To continue @tom_g‘s theme, there is this quote from Buddha: ”Holding on to anger is like grasping a hot coal with the intent of throwing it at someone else; you are the one who gets burned.”
As @rooeytoo explained, you can only control your own words and actions, you can not control anything or anyone else in the universe. My son has had anger management problems. When he was a minor, I had legal responsibility for him, but I still could not control his actions in any way. When he was a teenager, there were times he frightened me, and I had to call the police on him. He has been through therapy and figured out his own ways for coping, but I am still concerned that there are unresolved issues beneath the surface. Those problems are his, and even though mistakes I made in the past may have contributed to them, they are completely out of my control. All I can do is be available to him for emotional support and to offer advice when he asks for it. If I nag or lecture, he will tune me out and avoid me, and eventually develop resentments.

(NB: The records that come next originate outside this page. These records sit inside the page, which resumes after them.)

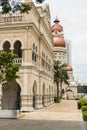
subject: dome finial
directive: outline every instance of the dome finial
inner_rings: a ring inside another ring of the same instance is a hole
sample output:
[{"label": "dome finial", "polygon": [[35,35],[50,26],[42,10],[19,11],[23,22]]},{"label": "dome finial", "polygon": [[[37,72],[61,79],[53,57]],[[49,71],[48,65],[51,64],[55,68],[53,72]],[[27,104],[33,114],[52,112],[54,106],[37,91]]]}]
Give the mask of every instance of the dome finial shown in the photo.
[{"label": "dome finial", "polygon": [[54,23],[59,23],[60,21],[59,21],[59,19],[58,19],[58,17],[56,16],[56,18],[55,18],[55,20],[54,20]]}]

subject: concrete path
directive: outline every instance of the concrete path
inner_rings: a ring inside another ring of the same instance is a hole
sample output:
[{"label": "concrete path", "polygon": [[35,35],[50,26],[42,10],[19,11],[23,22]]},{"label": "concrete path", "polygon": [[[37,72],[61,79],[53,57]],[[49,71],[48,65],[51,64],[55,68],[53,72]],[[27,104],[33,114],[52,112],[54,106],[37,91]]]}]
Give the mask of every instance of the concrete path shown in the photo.
[{"label": "concrete path", "polygon": [[0,130],[87,130],[74,100],[63,100],[18,120],[0,119]]},{"label": "concrete path", "polygon": [[61,103],[26,114],[23,119],[83,121],[81,110],[77,109],[77,101],[74,100],[63,100]]}]

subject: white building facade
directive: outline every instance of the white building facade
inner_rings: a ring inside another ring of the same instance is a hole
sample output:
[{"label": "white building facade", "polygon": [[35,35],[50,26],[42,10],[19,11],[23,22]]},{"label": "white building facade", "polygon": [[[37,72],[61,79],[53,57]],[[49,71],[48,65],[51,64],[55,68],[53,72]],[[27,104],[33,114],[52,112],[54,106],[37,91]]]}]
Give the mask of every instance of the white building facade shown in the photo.
[{"label": "white building facade", "polygon": [[29,14],[0,14],[0,51],[18,55],[20,78],[0,89],[0,109],[33,111],[54,103],[53,40],[49,6]]}]

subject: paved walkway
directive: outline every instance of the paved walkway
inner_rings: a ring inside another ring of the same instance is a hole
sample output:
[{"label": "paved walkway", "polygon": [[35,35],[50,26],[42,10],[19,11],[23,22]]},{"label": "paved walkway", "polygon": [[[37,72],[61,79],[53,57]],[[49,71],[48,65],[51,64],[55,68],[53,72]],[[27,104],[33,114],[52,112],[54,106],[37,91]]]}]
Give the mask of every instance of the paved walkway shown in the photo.
[{"label": "paved walkway", "polygon": [[18,119],[0,119],[0,130],[87,130],[74,100],[63,100]]},{"label": "paved walkway", "polygon": [[63,100],[39,111],[26,114],[23,119],[83,121],[81,110],[77,109],[77,101]]}]

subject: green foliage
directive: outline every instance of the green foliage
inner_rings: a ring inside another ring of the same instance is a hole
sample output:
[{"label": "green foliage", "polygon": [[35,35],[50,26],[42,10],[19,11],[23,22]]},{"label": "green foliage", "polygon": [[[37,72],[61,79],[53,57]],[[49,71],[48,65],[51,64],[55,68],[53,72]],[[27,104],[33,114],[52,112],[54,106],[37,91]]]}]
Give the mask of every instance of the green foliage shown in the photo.
[{"label": "green foliage", "polygon": [[0,82],[2,84],[19,78],[17,72],[19,71],[20,64],[14,64],[14,58],[17,58],[16,54],[7,52],[0,53]]},{"label": "green foliage", "polygon": [[86,111],[87,112],[87,106],[82,106],[82,112]]},{"label": "green foliage", "polygon": [[87,111],[82,112],[84,121],[87,121]]},{"label": "green foliage", "polygon": [[42,3],[44,0],[36,0],[36,2],[38,3]]},{"label": "green foliage", "polygon": [[64,82],[65,84],[68,83],[68,72],[65,69],[67,64],[61,64],[60,61],[54,61],[54,82],[57,85],[57,96],[59,95],[59,84],[61,87],[61,98],[62,98],[62,83]]},{"label": "green foliage", "polygon": [[87,105],[87,99],[86,98],[80,98],[81,107]]},{"label": "green foliage", "polygon": [[59,97],[54,97],[54,102],[55,102],[55,103],[59,103],[59,102],[60,102]]},{"label": "green foliage", "polygon": [[66,66],[67,64],[61,64],[59,61],[54,61],[54,82],[64,82],[65,84],[69,84],[69,76],[67,70],[65,69]]},{"label": "green foliage", "polygon": [[[38,3],[42,3],[44,0],[36,0]],[[28,3],[22,3],[21,1],[0,0],[0,6],[2,7],[2,13],[10,13],[20,11],[20,13],[28,13],[31,10],[31,6]]]}]

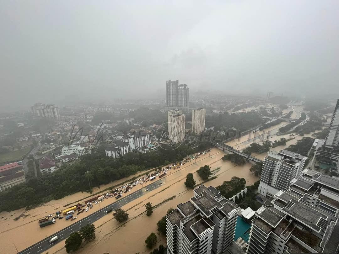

So all you can do for the person you care about is talk to her – ideally, when the moment has passed – tell her how you felt in the moment of the incident, and that you are concerned that she might create more problems for herself if she lets her emotions control her behaviors. Share the quote I posted above, or perhaps another you might find. Then let her know that you will be there to support and encourage her if she chooses to seek help. Then leave it alone. Being honest is the first step, expressing what you’ve witnessed and why it concerns you. Then placing ownership of the issue in her lap, and offering support – without sounding judgmental or telling her what she should or shouldn’t do. If another incident occurs, ask her after things have calmed down, if she’d thought about what you’d said, and would she like to discuss it further? Be prepared to hear and accept “No” as her response, because even if you didn’t use judgmental phrasing, there will likely be some embarrassment on her part. Do not push the issue any further, because again you risk turning embarrassment into shame, and may wind up alienating her. If there is another incident, and especially if it happens in your presence, you can explain that you don’t like being around her when she gets that way, and limit your interaction with her.
As @rooeytoo noted, Al-Anon is an excellent resource for materials explaining why and how to detach yourself from a loved one’s issues. The material they have focuses on alcohol abuse, but can easily translate to other problems.